# Lightweight Fine-Tuning Project

TODO: In this cell, describe your choices for each of the following

* PEFT technique: I used LoRA (Low-Rank Adaptation) because it allows efficient fine-tuning by modifying only specific layers, making the process faster and saving memory.
* Model: I chose DistilBERT, as it’s a smaller and faster version of BERT, which is good for text classification tasks.
* Evaluation approach: I evaluated the model using accuracy on the validation dataset, which is a standard metric for classification tasks.
* Fine-tuning dataset: I used the IMDb dataset, which is commonly used for sentiment analysis and text classification tasks. 

## Loading and Evaluating a Foundation Model

TODO: In the cells below, load your chosen pre-trained Hugging Face model and evaluate its performance prior to fine-tuning. This step includes loading an appropriate tokenizer and dataset.

In [1]:
pip install --upgrade datasets

Defaulting to user installation because normal site-packages is not writeable
Note: you may need to restart the kernel to use updated packages.


In [2]:
from datasets import load_dataset
from transformers import AutoTokenizer

In [3]:
# Load the entire dataset
dataset = load_dataset("imdb")

# Access individual splits from the dataset
train_dataset = dataset['train']
test_dataset  = dataset['test']

In [4]:
print(train_dataset[0])

{'text': 'I rented I AM CURIOUS-YELLOW from my video store because of all the controversy that surrounded it when it was first released in 1967. I also heard that at first it was seized by U.S. customs if it ever tried to enter this country, therefore being a fan of films considered "controversial" I really had to see this for myself.<br /><br />The plot is centered around a young Swedish drama student named Lena who wants to learn everything she can about life.

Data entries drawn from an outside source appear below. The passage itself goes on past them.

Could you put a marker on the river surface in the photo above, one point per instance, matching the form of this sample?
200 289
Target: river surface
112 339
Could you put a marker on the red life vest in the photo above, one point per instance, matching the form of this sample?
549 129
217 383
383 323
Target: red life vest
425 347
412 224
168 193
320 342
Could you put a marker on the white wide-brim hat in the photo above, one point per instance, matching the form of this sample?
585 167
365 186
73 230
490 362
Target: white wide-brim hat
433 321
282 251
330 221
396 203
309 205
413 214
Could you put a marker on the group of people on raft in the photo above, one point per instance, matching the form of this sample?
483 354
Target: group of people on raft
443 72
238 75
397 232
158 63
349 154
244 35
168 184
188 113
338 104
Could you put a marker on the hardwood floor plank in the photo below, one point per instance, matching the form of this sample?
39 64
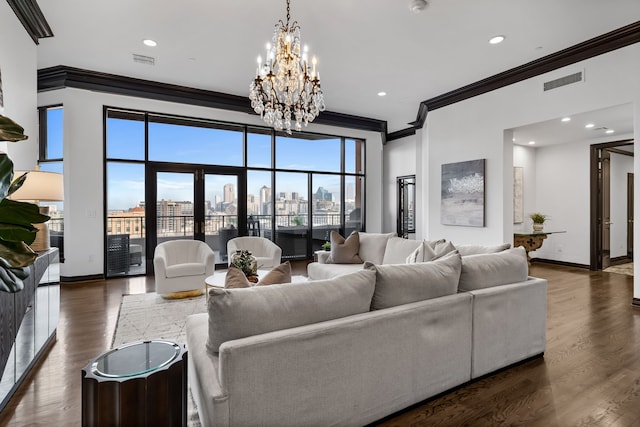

In particular she wants to focus her attentions to making some sort of documentary on what the average Swede thought about certain political issues such as the Vietnam War and race issues in the United States. In between asking politicians and ordinary denizens of Stockholm about their opinions on politics, she has sex with her drama teacher, classmates, and married men.<br /><br />What kills me about I AM CURIOUS-YELLOW is that 40 years ago, this was considered pornographic. Really, the sex and nudity scenes are few and far be

In [5]:
print(test_dataset[0])

{'text': 'I love sci-fi and am willing to put up with a lot. Sci-fi movies/TV are usually underfunded, under-appreciated and misunderstood. I tried to like this, I really did, but it is to good TV sci-fi as Babylon 5 is to Star Trek (the original). Silly prosthetics, cheap cardboard sets, stilted dialogues, CG that doesn\'t match the background, and painfully one-dimensional characters cannot be overcome with a \'sci-fi\' setting. (I\'m sure there are those of you out there who think Babylon 5 is good sci-fi TV. It\'s not. It\'s clichéd and uninspiring.) While US viewers might like emotion and character development, sci-fi is a genre that does not take itself seriously (cf. Star Trek). It may treat important issues, yet not as a serious philosophy. It\'s really difficult to care about the characters here as they are not simply foolish, just missing a spark of life. Their actions and reactions are wooden and predictable, often painful to watch. The makers of Earth KNOW it\'s rubbish as 

In [6]:
# Tokenizer initialization (you can choose another model like 'distilbert-base-uncased' if needed)
tokenizer = AutoTokenizer.from_pretrained("distilbert-base-uncased")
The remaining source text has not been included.